There is currently no cure or vaccine for MERS - a severe respiratory disease which causes cough, fever, shortness of breath, and can lead to pneumonia and kidney failure.
But in studies published in two leading scientific journals on Monday, scientists from the United States, China and Hong Kong said they had found several so-called neutralising antibodies that were able to prevent a key part of the virus from attaching to receptors that allow it to infect human cells.
Antibodies are proteins made by the immune system that recognise foreign viruses and bacteria.

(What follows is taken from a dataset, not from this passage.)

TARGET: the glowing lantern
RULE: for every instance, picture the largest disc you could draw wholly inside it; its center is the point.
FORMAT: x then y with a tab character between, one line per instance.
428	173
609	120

A neutralising antibody is one that not only recognises a specific virus but also prevents it from infecting host cells, eventually meaning the infection is cleared from the person or animal.
In one study in the Science Translational Medicine journal, a Chinese-led team found that two antibodies, called MERS-4 and MERS-27, were able to block cells in a lab dish from becoming infected with the MERS virus.
"While early, the results hint that these antibodies, especially ... used in combination, could be promising candidates for interventions against MERS," the scientists wrote.
In a second study in the Proceedings of the National Academy of Sciences (PNAS) journal, a team from the United States said their discovery of a panel of seven neutralising antibodies offered the long-term possibility that either a vaccine or treatments could be developed to fight MERS.
The vast majority of MERS cases have been in Saudi Arabia and other countries in the Middle East, but the discovery of sporadic cases in Britain, Greece, France, Italy, Malaysia and other countries have raised concerns about the potential global spread of the disease by infected airline passengers.
Although the disease has not yet been seen in North America, "the chance of someone infected with MERS landing on U.S. shores is possible," said Wayne Marasco, an infectious disease expert at the Dana-Farber Cancer Institute who led the PNAS study.
Scientists are not yet clear precisely how the MERS virus is transmitted to people, but it has been found in bats and camels, and many experts say camels are the most likely animal reservoir from which humans are becoming infected.
The virus is similar to the one that caused Severe Acute Respiratory Syndrome (SARS) which emerged in China in 2002/2003 and killed some 800 people - around a tenth of those it infected.
The World Health Organisation has said it is "concerned" about the rising number of MERS infections in Saudi Arabia. The United Nations health agency said it plans to send a team of international experts to the kingdom this week to help investigate the outbreak.